Continuous value prediction with decision forest algorithm

House price prediction is a classic example of a continuous value prediction problem in a registration problem family. I took this rich dataset to explore a new decision forest algorithm I came across while searching for a suitable algorithm for my office task. I found this Kaggle notebook by Gus Martins very informative, where he tried to solve this by introducing TensorFlow Decision Forests (TF-DF). (TF-DF) is a library built on TensorFlow that implements decision forest algorithms Decision forests are a family of machine learning algorithms for classification, regression, and ranking tasks. They include models like Random Forests and Gradient Boosted Trees (GBT), which are powerful for tabular data and are known for their ability to handle both structured and unstructured data types.
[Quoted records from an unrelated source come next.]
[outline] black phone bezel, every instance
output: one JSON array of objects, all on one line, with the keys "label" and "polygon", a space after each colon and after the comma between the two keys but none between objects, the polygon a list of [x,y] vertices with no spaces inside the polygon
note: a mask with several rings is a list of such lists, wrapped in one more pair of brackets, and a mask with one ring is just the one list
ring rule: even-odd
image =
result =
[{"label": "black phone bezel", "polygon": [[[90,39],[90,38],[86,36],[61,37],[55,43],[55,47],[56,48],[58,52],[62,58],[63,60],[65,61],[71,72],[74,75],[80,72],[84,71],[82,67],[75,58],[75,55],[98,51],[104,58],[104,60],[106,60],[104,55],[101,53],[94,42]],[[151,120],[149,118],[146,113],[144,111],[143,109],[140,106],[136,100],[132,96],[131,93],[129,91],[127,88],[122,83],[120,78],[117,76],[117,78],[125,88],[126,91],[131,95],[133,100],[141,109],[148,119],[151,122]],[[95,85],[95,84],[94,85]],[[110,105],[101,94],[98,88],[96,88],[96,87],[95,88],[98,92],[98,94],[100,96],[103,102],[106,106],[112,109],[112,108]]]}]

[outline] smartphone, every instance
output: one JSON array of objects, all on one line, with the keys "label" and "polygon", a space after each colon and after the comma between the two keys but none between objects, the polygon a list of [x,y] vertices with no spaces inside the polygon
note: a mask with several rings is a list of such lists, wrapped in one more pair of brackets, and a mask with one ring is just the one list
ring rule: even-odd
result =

In this article, I tried to mimic some of the processes in the notebook and add some additional features to understand how TF-DF works with continuous value prediction. So let's jump into it..

Importing library

import tensorflow as tf
import tensorflow_decision_forests as tfdf
import pandas as pd
import numpy as np
import matplotlib.pyplot as plt
import seaborn as sns

print("Tensorflow v" + tf.__version__)
print("Tensorflow Decision Forests v" + tfdf.__version__)        
Tensorflow v2.17.0 Tensorflow Decision Forests v1.10.0

Version compatibility for both Tesnsorflow and Tf-DF is very important here. To find the compatible version spent a couple of hours and finally found that TFv2.17.0 is compatible with TF-DFv1.10.0


Exploring the dataset

trian_file_path = "./house-prices-advanced-regression-techniques/train.csv"
dataset_df = pd.read_csv(trian_file_path)
print("Full train dataset shape is {}".format(dataset_df.shape)
dataset_df.head(3)        
the output of the above code
There are 79 feature columns. Using these features your model has to predict the house sale price indicated by the label column named SalePrice.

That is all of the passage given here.